On Mon, 19 Sep 2016 17:23:39 -0600 Chris Murphy lists@colorremedies.com wrote:
Drives A and B have many overlapping files but I want to find out what files don't exist on each. Thwarting this is directory structure differs between the two drives, and I'm fairly certain some of the file names differ on the two drives also.
Therefore I need something hash based. I started with this:
$ find /brickA -type f -exec md5sum "{}" + > brickA.txt $ find /brickB -type f -exec md5sum "{}" + > brickB.txt
What I need next is to:
Make a copy of the files, brickAcopy.txt and brickBcopy.txt Loop: Extract each md5sum in brickA.txt, grep for it in brickAcopy.txt and brickBcopy.txt, and if it's found in both, delete the line in both files.
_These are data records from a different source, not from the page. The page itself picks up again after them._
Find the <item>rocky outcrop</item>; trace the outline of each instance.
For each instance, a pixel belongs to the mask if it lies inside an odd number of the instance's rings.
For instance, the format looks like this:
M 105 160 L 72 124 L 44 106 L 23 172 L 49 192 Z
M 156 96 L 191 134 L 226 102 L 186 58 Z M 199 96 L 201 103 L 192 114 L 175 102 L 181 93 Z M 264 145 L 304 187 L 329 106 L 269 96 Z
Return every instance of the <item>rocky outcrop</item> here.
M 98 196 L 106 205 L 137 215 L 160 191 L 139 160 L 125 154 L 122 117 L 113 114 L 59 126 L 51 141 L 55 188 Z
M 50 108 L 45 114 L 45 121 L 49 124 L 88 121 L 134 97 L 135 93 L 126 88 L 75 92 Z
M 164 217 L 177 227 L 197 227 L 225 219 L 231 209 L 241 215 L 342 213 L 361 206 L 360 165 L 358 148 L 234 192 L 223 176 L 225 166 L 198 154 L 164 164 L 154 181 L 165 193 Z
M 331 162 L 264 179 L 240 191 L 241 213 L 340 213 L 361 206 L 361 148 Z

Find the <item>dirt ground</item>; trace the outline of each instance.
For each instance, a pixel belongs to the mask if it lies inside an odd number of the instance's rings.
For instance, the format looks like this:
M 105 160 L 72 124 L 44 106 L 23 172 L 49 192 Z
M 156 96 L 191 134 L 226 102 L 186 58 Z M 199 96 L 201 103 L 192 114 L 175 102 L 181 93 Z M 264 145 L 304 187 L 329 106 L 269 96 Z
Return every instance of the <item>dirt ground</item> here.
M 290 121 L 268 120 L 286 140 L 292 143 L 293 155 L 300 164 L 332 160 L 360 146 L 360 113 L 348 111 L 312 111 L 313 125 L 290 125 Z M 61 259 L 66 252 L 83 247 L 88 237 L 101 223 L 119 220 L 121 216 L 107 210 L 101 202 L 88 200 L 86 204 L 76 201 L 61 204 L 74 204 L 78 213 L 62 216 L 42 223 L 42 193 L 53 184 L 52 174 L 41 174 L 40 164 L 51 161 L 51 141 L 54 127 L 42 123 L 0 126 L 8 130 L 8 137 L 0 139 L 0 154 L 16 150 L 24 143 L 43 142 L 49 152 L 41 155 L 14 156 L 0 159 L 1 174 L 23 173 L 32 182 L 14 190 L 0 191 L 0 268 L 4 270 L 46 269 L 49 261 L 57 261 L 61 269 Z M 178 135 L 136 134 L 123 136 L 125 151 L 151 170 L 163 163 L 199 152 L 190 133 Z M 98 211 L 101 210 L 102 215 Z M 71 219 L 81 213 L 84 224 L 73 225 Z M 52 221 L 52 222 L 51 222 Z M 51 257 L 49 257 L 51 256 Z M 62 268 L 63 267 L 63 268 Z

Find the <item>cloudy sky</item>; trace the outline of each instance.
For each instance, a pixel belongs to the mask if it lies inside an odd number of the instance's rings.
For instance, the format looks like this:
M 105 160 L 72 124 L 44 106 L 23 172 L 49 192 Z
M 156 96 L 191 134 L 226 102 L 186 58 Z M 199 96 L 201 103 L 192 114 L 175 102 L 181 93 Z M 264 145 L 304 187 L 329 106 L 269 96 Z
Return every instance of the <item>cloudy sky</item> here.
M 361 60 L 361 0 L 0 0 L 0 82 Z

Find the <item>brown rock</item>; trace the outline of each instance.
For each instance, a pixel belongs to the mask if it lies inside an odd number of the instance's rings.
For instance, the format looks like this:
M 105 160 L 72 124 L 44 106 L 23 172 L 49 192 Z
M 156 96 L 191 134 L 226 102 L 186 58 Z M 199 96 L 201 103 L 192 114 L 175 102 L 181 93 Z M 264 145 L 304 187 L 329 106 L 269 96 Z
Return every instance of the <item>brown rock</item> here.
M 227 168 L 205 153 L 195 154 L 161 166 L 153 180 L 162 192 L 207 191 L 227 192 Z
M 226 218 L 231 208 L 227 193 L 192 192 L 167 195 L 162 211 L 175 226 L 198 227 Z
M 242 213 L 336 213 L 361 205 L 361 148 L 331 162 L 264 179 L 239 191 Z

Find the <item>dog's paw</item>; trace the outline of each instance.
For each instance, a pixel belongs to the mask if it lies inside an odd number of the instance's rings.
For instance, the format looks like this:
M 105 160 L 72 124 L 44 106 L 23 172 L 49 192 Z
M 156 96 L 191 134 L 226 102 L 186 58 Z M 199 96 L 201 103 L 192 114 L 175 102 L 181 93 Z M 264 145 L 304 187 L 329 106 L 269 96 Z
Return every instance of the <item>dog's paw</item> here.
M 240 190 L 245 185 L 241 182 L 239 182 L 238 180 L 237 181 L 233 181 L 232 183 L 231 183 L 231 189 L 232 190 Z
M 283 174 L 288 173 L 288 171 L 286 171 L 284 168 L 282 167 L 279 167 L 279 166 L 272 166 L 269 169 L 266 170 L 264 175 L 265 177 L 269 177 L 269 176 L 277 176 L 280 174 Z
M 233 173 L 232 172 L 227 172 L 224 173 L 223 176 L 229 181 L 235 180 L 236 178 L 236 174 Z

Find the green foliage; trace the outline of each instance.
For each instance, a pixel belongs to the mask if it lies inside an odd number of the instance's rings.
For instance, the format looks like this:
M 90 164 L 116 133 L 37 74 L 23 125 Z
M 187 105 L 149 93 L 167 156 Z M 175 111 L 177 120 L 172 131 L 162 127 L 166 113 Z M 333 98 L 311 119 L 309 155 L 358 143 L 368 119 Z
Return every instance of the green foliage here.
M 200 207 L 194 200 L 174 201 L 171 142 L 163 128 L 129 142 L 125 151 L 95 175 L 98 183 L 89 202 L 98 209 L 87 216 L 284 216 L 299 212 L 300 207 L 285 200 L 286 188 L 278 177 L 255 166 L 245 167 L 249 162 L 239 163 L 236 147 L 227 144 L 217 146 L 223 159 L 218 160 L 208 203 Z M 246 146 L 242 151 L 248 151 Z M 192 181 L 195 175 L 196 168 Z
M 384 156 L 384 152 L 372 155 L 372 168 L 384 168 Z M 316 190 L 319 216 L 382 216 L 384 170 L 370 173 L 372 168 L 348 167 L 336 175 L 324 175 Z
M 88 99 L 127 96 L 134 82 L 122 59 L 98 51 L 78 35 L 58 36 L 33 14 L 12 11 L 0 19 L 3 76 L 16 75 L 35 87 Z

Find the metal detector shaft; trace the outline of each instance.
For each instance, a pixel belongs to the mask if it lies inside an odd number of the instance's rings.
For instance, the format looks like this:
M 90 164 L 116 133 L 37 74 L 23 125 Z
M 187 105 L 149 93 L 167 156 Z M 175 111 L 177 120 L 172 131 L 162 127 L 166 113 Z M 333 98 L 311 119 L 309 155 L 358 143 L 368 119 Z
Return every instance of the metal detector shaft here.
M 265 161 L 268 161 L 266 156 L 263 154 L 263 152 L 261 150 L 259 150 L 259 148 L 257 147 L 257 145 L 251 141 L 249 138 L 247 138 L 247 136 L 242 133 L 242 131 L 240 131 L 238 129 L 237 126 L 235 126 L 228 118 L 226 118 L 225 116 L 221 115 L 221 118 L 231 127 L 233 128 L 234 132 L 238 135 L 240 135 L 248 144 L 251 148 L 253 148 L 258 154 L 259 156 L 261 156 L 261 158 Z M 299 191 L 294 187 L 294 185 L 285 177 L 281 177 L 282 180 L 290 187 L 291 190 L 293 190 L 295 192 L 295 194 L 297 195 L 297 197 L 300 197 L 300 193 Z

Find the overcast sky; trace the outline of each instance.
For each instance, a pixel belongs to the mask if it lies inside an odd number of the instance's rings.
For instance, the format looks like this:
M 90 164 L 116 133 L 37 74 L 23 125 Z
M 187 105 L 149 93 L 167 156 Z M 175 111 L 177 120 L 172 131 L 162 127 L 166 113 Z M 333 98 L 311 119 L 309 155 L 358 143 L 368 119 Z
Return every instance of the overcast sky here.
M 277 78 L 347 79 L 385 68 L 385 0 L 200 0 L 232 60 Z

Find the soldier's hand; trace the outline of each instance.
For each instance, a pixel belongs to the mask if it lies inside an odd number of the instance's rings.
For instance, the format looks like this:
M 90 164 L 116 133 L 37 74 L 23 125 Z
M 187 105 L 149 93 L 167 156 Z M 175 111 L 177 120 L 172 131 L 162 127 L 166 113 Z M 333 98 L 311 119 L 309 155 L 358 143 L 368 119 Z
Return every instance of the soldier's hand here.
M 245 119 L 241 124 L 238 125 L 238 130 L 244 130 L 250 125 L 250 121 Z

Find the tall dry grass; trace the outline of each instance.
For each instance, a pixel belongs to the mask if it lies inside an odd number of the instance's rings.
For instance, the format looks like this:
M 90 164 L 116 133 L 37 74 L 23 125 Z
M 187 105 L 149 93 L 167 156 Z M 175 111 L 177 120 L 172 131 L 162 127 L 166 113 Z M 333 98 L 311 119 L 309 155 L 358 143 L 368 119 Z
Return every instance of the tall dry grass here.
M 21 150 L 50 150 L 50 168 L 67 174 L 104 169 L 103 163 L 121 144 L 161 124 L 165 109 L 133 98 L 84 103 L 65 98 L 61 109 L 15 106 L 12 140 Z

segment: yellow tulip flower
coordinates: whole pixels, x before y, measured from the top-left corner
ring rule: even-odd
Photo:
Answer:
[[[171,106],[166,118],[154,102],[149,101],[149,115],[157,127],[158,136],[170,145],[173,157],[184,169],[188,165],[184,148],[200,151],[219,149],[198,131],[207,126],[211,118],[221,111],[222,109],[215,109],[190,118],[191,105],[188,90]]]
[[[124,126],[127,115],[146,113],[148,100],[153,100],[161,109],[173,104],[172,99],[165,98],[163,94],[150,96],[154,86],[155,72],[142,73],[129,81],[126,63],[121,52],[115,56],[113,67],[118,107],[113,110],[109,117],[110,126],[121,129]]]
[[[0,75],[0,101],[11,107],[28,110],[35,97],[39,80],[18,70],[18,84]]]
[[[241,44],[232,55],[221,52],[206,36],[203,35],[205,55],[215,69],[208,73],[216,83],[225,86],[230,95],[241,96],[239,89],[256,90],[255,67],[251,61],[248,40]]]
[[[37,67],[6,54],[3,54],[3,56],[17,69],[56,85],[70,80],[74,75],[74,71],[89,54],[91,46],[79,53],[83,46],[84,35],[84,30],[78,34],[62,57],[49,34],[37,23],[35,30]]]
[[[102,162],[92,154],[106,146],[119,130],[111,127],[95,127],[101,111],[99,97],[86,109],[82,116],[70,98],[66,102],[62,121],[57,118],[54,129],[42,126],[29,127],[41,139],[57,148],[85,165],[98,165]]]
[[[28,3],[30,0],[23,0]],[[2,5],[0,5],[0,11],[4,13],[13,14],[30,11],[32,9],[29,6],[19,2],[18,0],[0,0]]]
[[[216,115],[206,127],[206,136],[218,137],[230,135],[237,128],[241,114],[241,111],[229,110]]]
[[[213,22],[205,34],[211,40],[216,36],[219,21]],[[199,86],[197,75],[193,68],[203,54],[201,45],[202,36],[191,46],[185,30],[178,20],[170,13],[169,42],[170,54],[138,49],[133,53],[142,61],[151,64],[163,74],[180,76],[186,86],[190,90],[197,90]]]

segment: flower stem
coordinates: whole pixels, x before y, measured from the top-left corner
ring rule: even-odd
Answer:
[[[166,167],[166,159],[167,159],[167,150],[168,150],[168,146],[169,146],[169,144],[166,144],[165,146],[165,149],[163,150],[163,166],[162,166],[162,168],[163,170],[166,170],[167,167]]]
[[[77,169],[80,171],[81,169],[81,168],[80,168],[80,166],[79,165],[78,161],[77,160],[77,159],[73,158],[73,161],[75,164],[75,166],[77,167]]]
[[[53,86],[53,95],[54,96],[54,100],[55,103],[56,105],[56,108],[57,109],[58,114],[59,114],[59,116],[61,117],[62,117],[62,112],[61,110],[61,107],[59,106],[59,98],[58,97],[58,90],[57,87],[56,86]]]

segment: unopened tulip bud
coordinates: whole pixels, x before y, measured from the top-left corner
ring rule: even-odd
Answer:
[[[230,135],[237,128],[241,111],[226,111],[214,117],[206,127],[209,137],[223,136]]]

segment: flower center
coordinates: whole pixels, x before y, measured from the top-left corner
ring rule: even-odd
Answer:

What remains in each file are paths to files that don't exist on the other drive. This must be a solved problem, so I'm open to alternative approaches.
Ideas?
Here's some linux utilities a quick search turned up. http://www.howtogeek.com/201140/how-to-find-and-remove-duplicate-files-on-li... http://askubuntu.com/questions/3865/how-to-find-and-delete-duplicate-files
At least fslint and fdupes are in the fedora repositories, maybe others.